When students graduate, they become more individual. I see this with students I have worked with. They graduate and then we start to get to know them better. Their personal interests and desires start to become more visible through their activities, what they say and do, how they interact, who they choose to interact with. They grow and evolve. Who hasn't taught the shy kid who graduates from high school and then blossoms? Some of my most recent students have driven this idea home for me. I follow them using social media and NOW I see what their musical interests are. They share their musical tastes, their activities and seek out rewarding musical experiences for themselves. I see pictures of them participating in musical activities, going to concerts and more. I feel now I am getting the real picture of their music interests. Oh...and I have yet to see BAND at the core of those interests.
So back to the question. I believe the answer is...create music programs within our schools that provide the group experience but ensure the core program revolves around individualistic music for students. Our programs should provide opportunities for students to create, compose, record, play instruments, sing, arrange, trade, organize, sell (yes sell), music. Band should be an activity for them to learn from, but it should be one activity. Band can help them learn about group dynamics (not musical) and participating, leading, contributing. To ensure they are exposed to what their real musical lives will be like after school though, we must create individualized music programs for them to explore.

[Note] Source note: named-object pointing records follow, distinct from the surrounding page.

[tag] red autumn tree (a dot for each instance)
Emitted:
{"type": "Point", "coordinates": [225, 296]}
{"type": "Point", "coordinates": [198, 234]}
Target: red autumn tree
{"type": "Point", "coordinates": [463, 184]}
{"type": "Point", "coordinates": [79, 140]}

As music educators, I don't think this is hard. We only have to look at our own musical lives and start to think about what we should be teaching. How do we listen to music in our off time? What can we teach kids about that? Have an iPod or MP3 player? Well, teach them about those? What is an MP3, how are they created? How can music be composed and then "uploaded" to one of those devices? What kind of musical groups do we participate in as teachers? Most probably don't have bands to play in...so what do WE do? Do we work to perform in recitals or small ensembles? Well...what can we teach kids about that? What about those who play in pit orchestras? I know I do that a lot. What can we teach kids about playing in musicals? Could our instrumental students be learning about musicals and the role of the instrumental parts? Could our students be creating lyrics and then experimenting with instrumental accompaniments? Could we be teaching them about doubling and transposing all within the context of playing in a musical?
I believe as music educators, we can find a renewed energy in thinking forward. To do so, we only need to open our minds, eyes and ears and listen to what our students are telling us, showing us. We can help ensure music lives on in our schools by creating individualized programs for students while continuing to provide great ensemble experiences. I believe we must do so to ensure we do not become pictures on the ways of our local restaurants.